Using LLM based on DeepSeek-R1-Distill-Qwen-14B/32B with additional Japanese language training

Motivation

I have been studying PINNs and related OpenFOAM for a while, but yesterday there was a big news in LLM area and I decided to use Deep Seek-R1 which had an impact not only on LLM area but also on stock prices. Since I could not use it as it is in my environment, I used a compacted LLM with quantization.

This time, I used Ollama and Open WebUI to use the quantized model from a browser, and I will summarize the contents.

Sources

  1. Impact of DeepSeek-R1, the Chinese AI that surpasses ChatGPT - from ascii.jp. Cited as an example in an article on DeepSeek-R1.
  2. Announcement from CyberAgent - An announcement from CyberAgent that they have released an LLM based on DeepSeek-R1-Distill-Qwen-14B/32B with additional training on Japanese data.
  3. mmnga/cyberagent-DeepSeek-R1-Distill-Qwen-14B-japanese-gguf - Quantized model of the above CyberAgent version, published on HugginFace.
  4. Conversing with ollama’s LLM using Open WebUI as a front end - I put this together two months ago, but I forgot all about it and had a hard time remembering it. Open WebUI provides a good connection between the Ollama server and the web browser.
  5. Using ollama to run LLM in a local environment - This is an article from the day before the above post, about running Ollama with Docker.

Procedure

Download the model from

The 4-bit “Q 4_K_M”, a quantization model published in source 3, was downloaded using the following command.

$ wget https://huggingface.co/mmnga/cyberagent-DeepSeek-R1-Distill-Qwen-14B-Japanese-gguf/resolve/main/cyberagent-DeepSeek-R1-Distill-Qwen-14B-Japanese-Q4_K_M.gguf

Embedding into the Ollama server

First, start ollama as indicated in “Creating docker-compose.yml” in Resource 5.

$ sudo docker compose up -d

Next, enter the OLLAMA container started above, as described in “Downloading and Executing (the) LLM Model”.
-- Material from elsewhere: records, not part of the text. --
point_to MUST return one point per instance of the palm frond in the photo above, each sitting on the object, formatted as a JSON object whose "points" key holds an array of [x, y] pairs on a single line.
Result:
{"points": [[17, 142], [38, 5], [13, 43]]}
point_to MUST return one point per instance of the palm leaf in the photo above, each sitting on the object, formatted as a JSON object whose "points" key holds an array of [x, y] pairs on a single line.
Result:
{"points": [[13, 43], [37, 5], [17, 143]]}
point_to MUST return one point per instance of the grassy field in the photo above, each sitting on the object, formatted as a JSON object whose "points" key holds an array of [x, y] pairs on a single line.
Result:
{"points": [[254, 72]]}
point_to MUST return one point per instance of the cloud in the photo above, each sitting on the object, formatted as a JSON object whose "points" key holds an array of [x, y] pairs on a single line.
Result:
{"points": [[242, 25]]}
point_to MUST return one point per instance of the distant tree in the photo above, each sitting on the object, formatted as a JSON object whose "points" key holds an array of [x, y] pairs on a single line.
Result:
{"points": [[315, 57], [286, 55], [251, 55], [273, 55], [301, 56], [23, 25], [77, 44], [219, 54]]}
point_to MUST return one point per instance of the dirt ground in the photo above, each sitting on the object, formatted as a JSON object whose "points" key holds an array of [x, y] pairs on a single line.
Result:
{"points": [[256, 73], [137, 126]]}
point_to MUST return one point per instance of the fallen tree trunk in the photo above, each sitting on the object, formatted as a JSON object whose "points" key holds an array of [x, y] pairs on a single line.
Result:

$ sudo docker exec -it ollama /bin/bash

The following is an operation within a container.

# cd /root/.ollama
# ls -l
total 8777476
-rw-rw-r-- 1 1000 1000         68 Jan 28 05:20 Modelfile
-rw-rw-r-- 1 1000 1000 8988110464 Jan 28 05:19 cyberagent-DeepSeek-R1-Distill-Qwen-14B-Japanese-Q4_K_M.gguf
# cat Modelfile
FROM ./cyberagent-DeepSeek-R1-Distill-Qwen-14B-Japanese-Q4_K_M.gguf

Prepare the downloaded model (.ggu file) and Modelfile as described above so that they can be referenced from the container. When you are ready to this point, use the following command to incorporate them into the ollama server.

# ollama create cyberagent-DS-14b-japanese -f Modelfile

For the incorporation part, see also “Incorporating a gguf file as a model” in Source 5.

Launch Open WebUI

$ ls -l
drwxrwxr-x 5 kenji kenji 4096 11月 23 11:19 data
-rw-rw-r-- 1 kenji kenji  243 11月 26 08:33 docker-compose.yml
$ cat docker-compose.yml
services:
  open-webui:
    image: ghcr.io/open-webui/open-webui:main
    container_name: open-webui
    environment:
      - OLLAMA_BASE_URL=http://192.168.11.4:11434
    volumes:
      - ./data:/app/backend/data
    ports:
      - 3000:8080
$ sudo docker compose up -d

For the part about starting Open WebUI, please also refer to “Starting Open WebUI” in Information Source 4.

Connecting from a Web browser

Since the Ollama server and Open WebUI have already been started up, enter “http://192.168.11.8:3000/” from the browser at hand, and the Open WebUI startup screen will appear. After entering your name, e-mail address, and password, you will be prompted with a screen that accepts questions.

Once connected, change the LLM model in the upper left portion of the screen to ask a question. The following is an excerpt of the answer section.

Browser

Summary

I was surprised by the amount of answers to my questions, but when I threw other questions, the answers were relatively compact.

I tried the Japanese version of the popular DeepSeek-R1 Cyber Agent quantized model, using the Ollama and Open WebUI systems I had built up to 2 months ago, but I had forgotten many things, such as how to incorporate them into the model and the startup procedure, so it helped that I had summarized them in the past. It helped me a lot.